Il nodo dell’area a caldo e i vincoli ambientali, enigmi che frenano la vendita

La cessione dell'ex Ilva di Taranto si trova in una fase critica, con quattro potenziali acquirenti – Jindal Steel, CE Industries, Flacks Group e un consorzio di aziende italiane – che devono affrontare un contesto normativo e ambientale complesso. Al centro della questione vi è la gestione dell'area a caldo, fondamentale per la produzione siderurgica. La recente decisione della Corte d'Appello di Milano, che impone la fermata degli impianti entro la fine di ottobre, complica ulteriormente la situazione.
La continuità operativa è cruciale per la sostenibilità economica di qualsiasi piano industriale. Una chiusura dell'area a caldo senza un'alternativa pronta potrebbe interrompere la catena del valore, con gravi conseguenze per circa ventimila lavoratori, tra occupati diretti e indotto. Tuttavia, mantenere l'attuale assetto richiede interventi immediati per garantire la sicurezza e la conformità alle normative.

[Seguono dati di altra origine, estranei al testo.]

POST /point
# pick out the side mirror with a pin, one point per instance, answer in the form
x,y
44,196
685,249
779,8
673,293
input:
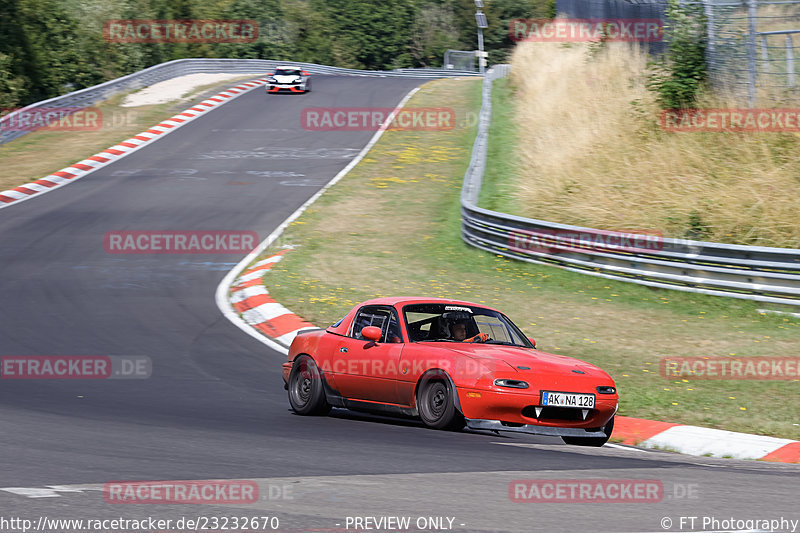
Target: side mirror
x,y
371,333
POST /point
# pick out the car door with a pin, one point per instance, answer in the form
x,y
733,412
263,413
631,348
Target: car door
x,y
367,370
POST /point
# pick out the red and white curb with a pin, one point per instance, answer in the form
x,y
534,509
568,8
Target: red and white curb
x,y
249,297
245,301
700,441
106,157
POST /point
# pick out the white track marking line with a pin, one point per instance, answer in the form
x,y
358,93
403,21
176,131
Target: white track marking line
x,y
224,286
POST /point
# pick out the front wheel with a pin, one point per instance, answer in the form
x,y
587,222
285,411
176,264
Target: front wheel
x,y
306,393
592,441
436,406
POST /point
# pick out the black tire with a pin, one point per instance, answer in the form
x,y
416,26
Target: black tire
x,y
592,441
306,391
436,405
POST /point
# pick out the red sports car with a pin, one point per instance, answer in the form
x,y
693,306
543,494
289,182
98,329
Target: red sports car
x,y
452,364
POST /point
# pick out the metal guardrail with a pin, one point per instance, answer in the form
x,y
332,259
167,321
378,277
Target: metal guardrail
x,y
749,272
181,67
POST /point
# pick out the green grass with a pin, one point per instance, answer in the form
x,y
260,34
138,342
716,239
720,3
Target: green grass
x,y
503,163
391,227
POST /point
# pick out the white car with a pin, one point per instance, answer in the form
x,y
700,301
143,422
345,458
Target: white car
x,y
292,79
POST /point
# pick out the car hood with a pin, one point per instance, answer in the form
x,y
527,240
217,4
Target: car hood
x,y
538,363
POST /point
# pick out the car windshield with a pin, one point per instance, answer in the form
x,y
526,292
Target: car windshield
x,y
439,322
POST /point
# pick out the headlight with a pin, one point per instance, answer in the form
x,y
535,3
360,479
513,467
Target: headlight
x,y
511,383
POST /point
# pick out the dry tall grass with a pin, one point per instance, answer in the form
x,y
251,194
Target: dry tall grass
x,y
592,154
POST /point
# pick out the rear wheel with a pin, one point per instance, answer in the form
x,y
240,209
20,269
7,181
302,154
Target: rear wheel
x,y
436,405
592,441
306,393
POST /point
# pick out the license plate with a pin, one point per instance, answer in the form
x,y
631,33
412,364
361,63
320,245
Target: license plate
x,y
568,399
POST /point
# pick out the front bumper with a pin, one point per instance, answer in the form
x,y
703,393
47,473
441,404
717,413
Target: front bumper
x,y
496,425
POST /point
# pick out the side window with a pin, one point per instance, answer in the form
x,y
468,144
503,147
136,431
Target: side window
x,y
494,327
381,317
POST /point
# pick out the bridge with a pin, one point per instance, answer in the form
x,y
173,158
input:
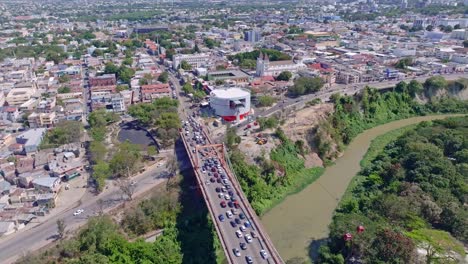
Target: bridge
x,y
242,236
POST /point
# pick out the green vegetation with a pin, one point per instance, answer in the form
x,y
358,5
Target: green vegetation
x,y
122,73
161,113
306,85
355,114
185,66
65,132
409,195
269,182
403,63
266,101
164,77
248,59
64,89
284,76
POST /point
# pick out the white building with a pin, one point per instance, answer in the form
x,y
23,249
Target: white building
x,y
265,67
230,103
196,60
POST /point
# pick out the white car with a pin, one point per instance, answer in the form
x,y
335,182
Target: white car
x,y
229,214
248,238
78,212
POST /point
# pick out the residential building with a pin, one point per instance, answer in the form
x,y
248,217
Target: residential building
x,y
265,67
152,91
31,139
196,60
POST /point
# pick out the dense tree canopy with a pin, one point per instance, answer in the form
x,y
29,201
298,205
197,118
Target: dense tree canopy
x,y
412,194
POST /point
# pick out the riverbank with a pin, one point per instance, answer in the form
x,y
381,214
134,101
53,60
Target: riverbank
x,y
303,218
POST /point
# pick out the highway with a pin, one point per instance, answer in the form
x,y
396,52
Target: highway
x,y
16,245
239,230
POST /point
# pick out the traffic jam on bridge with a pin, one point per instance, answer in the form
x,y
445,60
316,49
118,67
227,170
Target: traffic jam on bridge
x,y
238,232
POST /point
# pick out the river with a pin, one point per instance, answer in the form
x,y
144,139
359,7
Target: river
x,y
304,217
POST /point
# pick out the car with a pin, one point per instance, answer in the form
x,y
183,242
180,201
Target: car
x,y
248,238
242,245
254,235
78,212
229,214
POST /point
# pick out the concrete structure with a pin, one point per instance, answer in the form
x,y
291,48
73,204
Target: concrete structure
x,y
231,103
152,91
37,120
31,139
253,36
265,67
19,96
234,75
196,60
103,80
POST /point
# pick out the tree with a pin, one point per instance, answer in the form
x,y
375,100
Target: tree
x,y
127,187
284,76
265,101
151,151
414,88
64,89
185,65
306,85
111,68
164,77
61,226
101,171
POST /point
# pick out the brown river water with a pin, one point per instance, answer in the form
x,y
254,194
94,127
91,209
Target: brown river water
x,y
304,217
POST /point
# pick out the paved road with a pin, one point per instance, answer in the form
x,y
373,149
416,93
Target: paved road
x,y
344,89
208,176
16,245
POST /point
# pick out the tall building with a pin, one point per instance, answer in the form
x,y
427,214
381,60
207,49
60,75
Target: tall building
x,y
253,36
265,67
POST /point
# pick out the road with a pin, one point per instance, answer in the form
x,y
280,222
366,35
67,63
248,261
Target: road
x,y
340,88
16,245
225,200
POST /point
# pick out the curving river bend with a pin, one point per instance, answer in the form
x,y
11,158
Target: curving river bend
x,y
304,217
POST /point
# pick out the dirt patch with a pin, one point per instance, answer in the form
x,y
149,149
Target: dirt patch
x,y
301,126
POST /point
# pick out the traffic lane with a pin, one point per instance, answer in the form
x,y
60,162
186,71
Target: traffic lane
x,y
232,241
44,233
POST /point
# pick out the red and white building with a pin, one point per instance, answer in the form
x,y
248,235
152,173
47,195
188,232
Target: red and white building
x,y
232,104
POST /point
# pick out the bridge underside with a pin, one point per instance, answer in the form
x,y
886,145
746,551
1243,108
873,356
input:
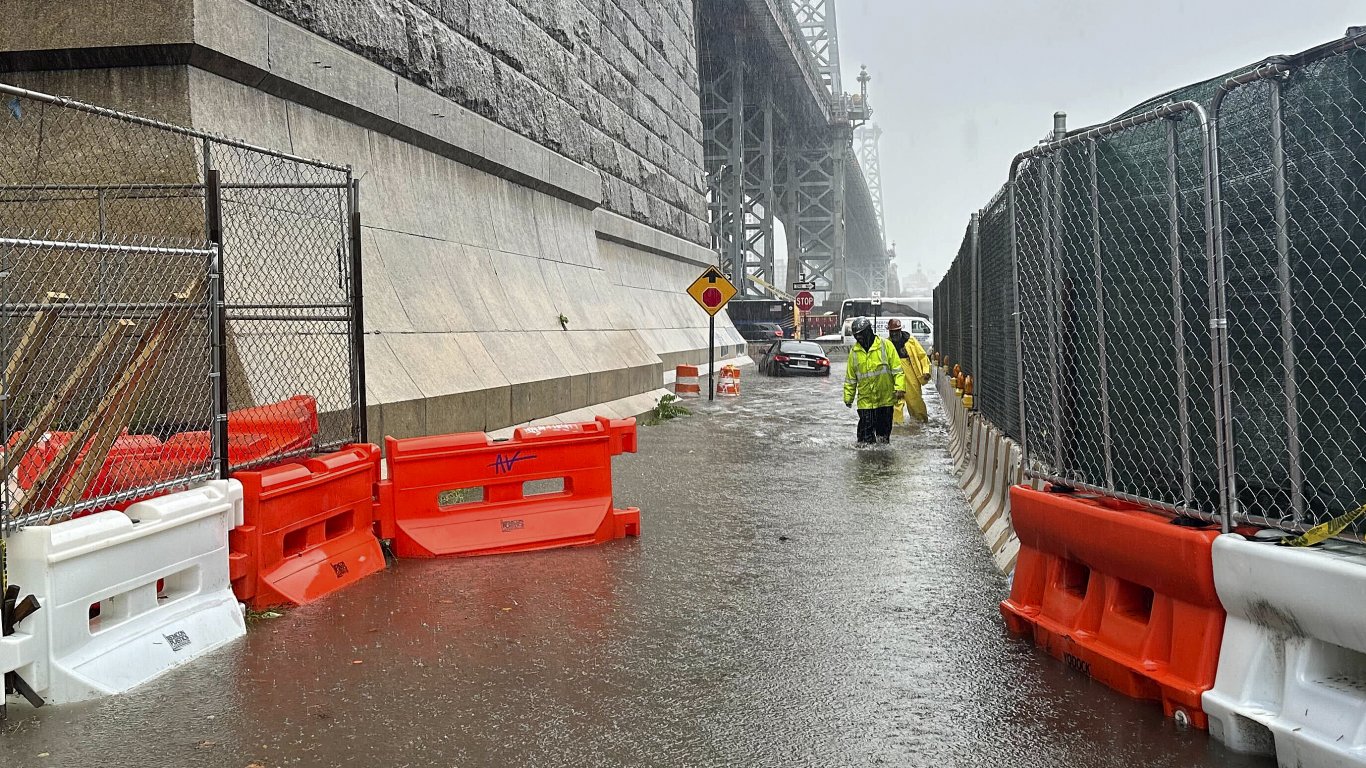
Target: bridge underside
x,y
777,146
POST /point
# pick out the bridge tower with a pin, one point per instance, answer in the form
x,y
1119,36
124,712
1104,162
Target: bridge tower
x,y
777,144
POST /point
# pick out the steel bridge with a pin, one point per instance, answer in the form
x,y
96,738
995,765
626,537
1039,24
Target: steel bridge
x,y
779,146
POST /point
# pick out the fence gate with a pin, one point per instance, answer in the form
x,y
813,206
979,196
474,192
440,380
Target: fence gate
x,y
1112,248
172,306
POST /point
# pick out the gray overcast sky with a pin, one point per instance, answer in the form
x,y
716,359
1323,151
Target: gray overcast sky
x,y
959,86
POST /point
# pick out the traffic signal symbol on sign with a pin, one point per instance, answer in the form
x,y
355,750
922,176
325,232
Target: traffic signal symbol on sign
x,y
712,290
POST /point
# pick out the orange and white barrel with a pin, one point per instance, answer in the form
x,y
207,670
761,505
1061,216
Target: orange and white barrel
x,y
686,381
728,384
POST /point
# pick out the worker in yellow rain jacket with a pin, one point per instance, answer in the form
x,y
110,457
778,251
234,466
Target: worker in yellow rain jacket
x,y
917,365
876,380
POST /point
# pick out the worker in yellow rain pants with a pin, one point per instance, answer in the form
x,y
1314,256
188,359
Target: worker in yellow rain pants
x,y
917,366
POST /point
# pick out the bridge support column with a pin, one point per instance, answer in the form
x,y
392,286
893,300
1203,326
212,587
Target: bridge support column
x,y
818,179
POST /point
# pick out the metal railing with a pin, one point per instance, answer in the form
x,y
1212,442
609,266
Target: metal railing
x,y
155,279
1180,294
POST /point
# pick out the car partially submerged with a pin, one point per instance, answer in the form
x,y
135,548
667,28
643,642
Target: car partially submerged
x,y
795,358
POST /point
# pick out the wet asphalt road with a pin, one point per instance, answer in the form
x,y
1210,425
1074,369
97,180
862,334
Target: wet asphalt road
x,y
794,601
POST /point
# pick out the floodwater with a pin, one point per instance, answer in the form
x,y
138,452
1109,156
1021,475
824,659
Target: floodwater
x,y
792,601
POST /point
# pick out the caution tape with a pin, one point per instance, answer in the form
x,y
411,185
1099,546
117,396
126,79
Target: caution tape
x,y
1324,532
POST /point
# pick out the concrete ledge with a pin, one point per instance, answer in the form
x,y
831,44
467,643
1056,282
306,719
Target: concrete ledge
x,y
620,230
242,43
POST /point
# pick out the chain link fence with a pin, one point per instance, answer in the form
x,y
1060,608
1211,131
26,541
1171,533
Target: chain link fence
x,y
1167,308
172,306
1292,192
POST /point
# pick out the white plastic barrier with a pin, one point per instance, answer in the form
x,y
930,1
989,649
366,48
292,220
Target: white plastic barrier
x,y
1292,666
977,485
157,576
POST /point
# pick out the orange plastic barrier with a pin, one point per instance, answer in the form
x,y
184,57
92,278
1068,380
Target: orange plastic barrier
x,y
686,381
112,476
309,529
135,461
469,495
1120,593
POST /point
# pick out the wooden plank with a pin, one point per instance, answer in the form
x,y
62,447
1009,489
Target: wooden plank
x,y
77,380
34,338
111,416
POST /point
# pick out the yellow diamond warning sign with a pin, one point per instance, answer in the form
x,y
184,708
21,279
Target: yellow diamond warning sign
x,y
712,290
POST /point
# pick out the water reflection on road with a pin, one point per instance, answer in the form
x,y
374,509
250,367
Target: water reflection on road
x,y
794,601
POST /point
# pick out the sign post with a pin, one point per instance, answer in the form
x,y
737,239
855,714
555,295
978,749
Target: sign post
x,y
805,304
711,291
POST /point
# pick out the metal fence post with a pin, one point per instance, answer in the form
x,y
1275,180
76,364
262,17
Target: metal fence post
x,y
1287,305
219,332
1219,323
977,302
362,425
1015,316
1100,316
1055,295
1174,223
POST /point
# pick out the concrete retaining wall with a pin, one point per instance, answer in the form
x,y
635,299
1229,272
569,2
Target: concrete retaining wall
x,y
476,239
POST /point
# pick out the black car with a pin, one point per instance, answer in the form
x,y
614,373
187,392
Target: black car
x,y
753,331
795,358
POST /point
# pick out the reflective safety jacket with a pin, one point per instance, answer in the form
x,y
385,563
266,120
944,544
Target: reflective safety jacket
x,y
917,362
873,375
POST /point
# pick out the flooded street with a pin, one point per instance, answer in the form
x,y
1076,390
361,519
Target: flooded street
x,y
792,601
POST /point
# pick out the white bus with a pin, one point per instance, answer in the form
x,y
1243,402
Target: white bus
x,y
911,310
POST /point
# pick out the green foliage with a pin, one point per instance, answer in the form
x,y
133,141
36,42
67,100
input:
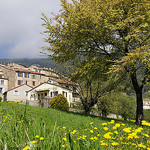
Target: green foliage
x,y
23,126
117,103
59,102
147,115
116,31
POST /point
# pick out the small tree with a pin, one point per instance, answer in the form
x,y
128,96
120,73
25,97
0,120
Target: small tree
x,y
59,102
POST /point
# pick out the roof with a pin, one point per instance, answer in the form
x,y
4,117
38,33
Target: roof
x,y
63,81
18,86
50,84
28,71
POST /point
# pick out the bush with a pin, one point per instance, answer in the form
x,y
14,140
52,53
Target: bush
x,y
117,103
59,102
0,99
147,115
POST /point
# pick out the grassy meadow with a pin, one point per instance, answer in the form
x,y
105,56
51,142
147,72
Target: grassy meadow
x,y
24,127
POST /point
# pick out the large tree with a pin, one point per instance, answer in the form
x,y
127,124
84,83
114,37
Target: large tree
x,y
115,29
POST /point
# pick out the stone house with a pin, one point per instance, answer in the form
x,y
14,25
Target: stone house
x,y
17,94
43,93
18,76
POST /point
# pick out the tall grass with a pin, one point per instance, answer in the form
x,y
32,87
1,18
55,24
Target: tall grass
x,y
26,127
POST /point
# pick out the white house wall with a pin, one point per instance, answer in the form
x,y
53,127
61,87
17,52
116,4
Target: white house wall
x,y
21,96
51,88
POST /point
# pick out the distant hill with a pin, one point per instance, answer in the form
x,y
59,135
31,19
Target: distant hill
x,y
41,62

Inoltre, la transizione verso modelli produttivi ecosostenibili rappresenta un ulteriore ostacolo. I futuri acquirenti dovranno pianificare una trasformazione tecnologica significativa, passando da un ciclo integrale a carbone a sistemi più sostenibili, come forni elettrici alimentati a idrogeno o gas naturale. Questo processo richiede ingenti investimenti per l'adeguamento delle infrastrutture e la riduzione delle emissioni, con tempi di ammortamento lunghi e incertezze sui costi energetici.
Il Ministero delle Imprese e del Made in Italy sta preparando un tavolo di confronto con le parti sociali e le istituzioni locali, mentre le cordate valutano la fattibilità dei loro piani. Il futuro dell'acciaieria dipenderà dalla capacità di bilanciare le esigenze ambientali con la sostenibilità di un progetto industriale a lungo termine. La preoccupazione è alta, sia per il ministro che per i sindacati, riguardo a possibili ripercussioni sociali in caso di esito negativo della trattativa. La discussione si concentra così sulle tutele per i posti di lavoro e la salute dei cittadini di Taranto.